Prognosis for patients with PAH-SSc remains poor and certainly worse than for patients with idiopathic PAH with no underlying scleroderma. Nevertheless, following the introduction of PAH treatments (ERAs, PDE-5 inhibitors and prostaglandins) as well as experience with combination strategies, targeting improvement and FC, the prognosis may well continue to improve.

A subgroup analysis of patients with PAH associated with connective tissue diseases (CTDs) (most of who had scleroderma) from randomized trials, Study 351 and BREATHE-1 (Bosentan Randomized Trial of Endothelin Receptor Antagonists Therapy for Pulmonary Hypertension) and their open-label extensions, it can be shown that bosentan improves FC and walk time similarly to PAH.

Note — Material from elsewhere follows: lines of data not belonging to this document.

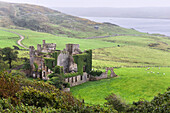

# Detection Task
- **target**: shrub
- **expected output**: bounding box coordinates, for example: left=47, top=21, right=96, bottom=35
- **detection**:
left=64, top=72, right=80, bottom=78
left=0, top=72, right=20, bottom=98
left=127, top=88, right=170, bottom=113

Prof. Christopher Denton, Royal Free and University College Medical School, presented Kaplan-Meier estimates of survival where 86% of this subgroup of patients was still alive after receiving bosentan for one year, and 73% after two years. These estimates are better than previously published historical controls, where two-year survival was approximately 40% for PAH-SSc. Further evidence supporting the long-term benefits of bosentan was demonstrated in a six-year longitudinal study of 92 PAH-SSc patients treated at the Royal Free Hospital in London. Survival with bosentan was compared to previous controls (half of the controls received epoprostenol and the rest received no treatment as few treatments were available in the past). Survival was 81% for those receiving bosentan at one year and 71% were alive at two years. Comparable survival estimates for the matched historical control group were 68% and 47% at one and two years, respectively.

The TRUST study (Tracleer Use in PAH Associated with Scleroderma and Connective Tissue Disease) was a prospective trial designed to examine long-term outcomes and quality of life in patients with PAH-CTD in NYHA/WHO FC III on initial treatment, where two-year survival was 83%. Bosentan was well tolerated, and FC status either improved or remained stable in the majority of patients enrolled in the TRUST study.

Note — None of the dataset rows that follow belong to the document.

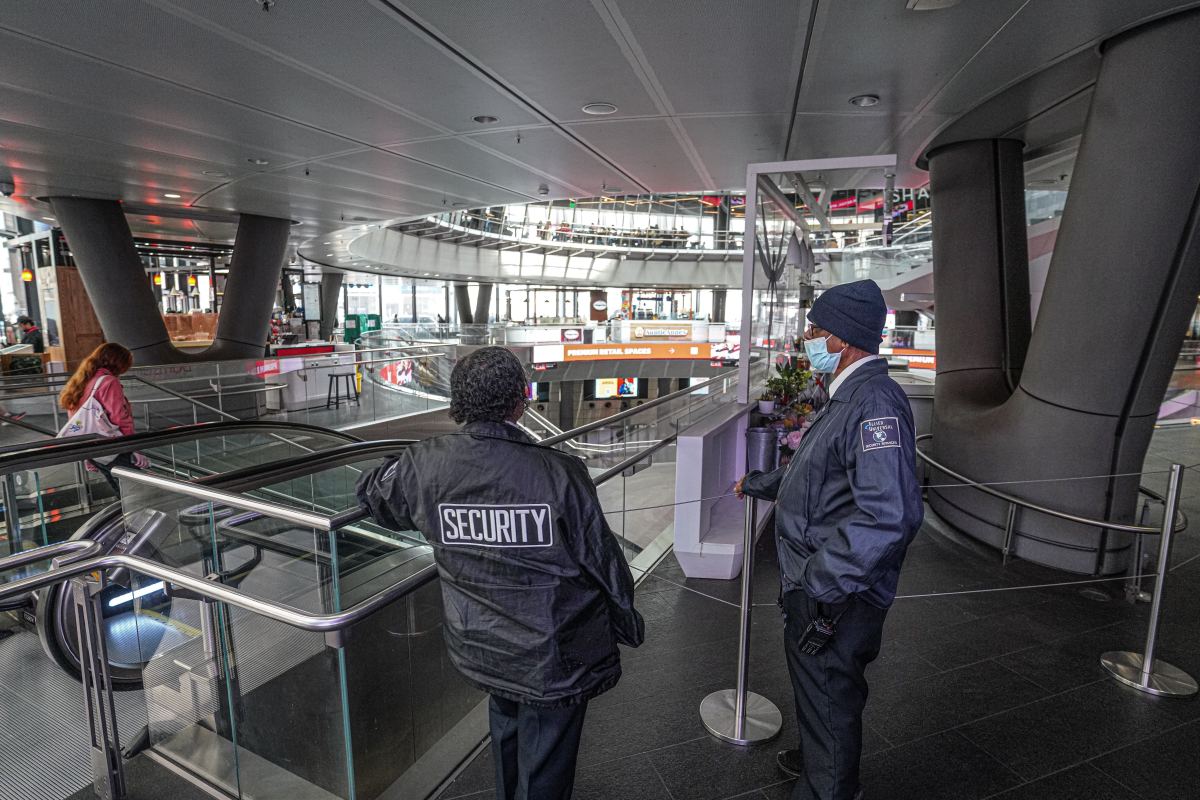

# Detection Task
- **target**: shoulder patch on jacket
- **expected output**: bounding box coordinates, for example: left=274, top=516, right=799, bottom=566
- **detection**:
left=858, top=416, right=900, bottom=452
left=438, top=503, right=554, bottom=547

CANADIAN SCLERODERMA RESEARCH GROUP (CSRG)

Increased disease awareness and the introduction of annual screening programs allow for earlier detection of PAH-SSc, including the use of annual echocardiograms to estimate the PA pressure and pulmonary function tests where a low diffusing capacity may be related to pulmonary vascular disease. Here in Canada, the CSRG prospectively collect data on patients with scleroderma (now approximately 1000 SSc patients are included in the database) to facilitate both research directives and improve clinical outcomes. Regarding site-to-site variability in the treatment of scleroderma, results indicate that those sites who manage at least 50 patients with scleroderma a year are generally meeting the European guidelines for investigations and treatment of SSc, with virtually all sites performing annual echocardiography by their second visit in the database.

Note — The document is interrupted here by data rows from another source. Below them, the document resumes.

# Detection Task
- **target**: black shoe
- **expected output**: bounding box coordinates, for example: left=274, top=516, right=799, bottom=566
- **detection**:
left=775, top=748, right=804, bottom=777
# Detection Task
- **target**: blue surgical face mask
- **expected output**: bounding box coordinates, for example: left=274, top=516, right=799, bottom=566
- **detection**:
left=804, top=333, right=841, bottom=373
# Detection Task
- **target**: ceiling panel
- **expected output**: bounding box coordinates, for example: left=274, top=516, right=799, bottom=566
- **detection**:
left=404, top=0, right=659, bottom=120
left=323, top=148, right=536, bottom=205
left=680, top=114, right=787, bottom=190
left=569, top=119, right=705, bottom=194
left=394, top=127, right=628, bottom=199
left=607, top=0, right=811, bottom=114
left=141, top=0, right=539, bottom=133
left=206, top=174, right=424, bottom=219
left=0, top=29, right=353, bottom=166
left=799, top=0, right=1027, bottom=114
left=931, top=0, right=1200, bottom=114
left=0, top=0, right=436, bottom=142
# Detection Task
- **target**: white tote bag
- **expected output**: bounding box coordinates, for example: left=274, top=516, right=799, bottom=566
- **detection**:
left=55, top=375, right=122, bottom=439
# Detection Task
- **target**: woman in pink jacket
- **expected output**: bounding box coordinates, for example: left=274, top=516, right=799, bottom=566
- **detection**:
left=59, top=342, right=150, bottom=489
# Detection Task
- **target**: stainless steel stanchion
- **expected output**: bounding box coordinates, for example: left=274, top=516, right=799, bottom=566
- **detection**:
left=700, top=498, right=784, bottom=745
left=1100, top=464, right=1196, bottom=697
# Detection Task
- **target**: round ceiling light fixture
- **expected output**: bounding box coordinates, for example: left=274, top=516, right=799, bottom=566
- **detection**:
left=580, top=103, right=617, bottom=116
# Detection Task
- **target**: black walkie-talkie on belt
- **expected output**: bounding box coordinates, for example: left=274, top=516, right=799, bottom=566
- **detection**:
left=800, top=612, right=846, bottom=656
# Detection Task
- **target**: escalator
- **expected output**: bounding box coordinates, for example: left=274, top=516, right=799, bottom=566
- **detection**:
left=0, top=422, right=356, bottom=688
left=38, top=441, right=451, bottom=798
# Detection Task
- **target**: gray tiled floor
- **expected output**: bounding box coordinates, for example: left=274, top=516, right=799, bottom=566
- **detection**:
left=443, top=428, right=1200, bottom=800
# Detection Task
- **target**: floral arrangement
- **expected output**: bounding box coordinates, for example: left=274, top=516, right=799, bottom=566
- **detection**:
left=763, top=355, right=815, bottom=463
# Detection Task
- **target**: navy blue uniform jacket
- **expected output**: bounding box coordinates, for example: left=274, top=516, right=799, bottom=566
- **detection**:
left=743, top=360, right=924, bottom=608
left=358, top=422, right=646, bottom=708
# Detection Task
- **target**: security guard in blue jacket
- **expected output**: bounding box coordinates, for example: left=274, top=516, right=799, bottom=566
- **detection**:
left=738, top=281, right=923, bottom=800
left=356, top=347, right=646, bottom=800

The sites assessed also appear to be relatively consistent in their management of SSc-related complications, although there was some inter-site variability in terms of application of recommended treatment such as for GERD and Raynaud’s phenomenon and no longer recommended therapeutic options such as D-penicillamine. These represent practices among the most experienced of practitioners, however, and for many rheumatologists, screening, treatment and monitoring of patients with SSc is far from routine. Thus, it is likely that SSc guidelines such as annual echocardiograms are not performed as often in the community SSc patients.

In an effort to help community-based rheumatologists adhere to rigorous guidelines, the CSRG is in the process of developing a simple office tool to help prompt timely screening for PAH and to encourage more thorough monitoring of SSc patients. A simple and practical dyspnea questionnaire for SSc will be validated. It is hoped that more focused efforts on the management of this challenging patient group will improve their prognosis and quality of life. Thus the early identification of organ involvement such as ILD and PAH is necessary.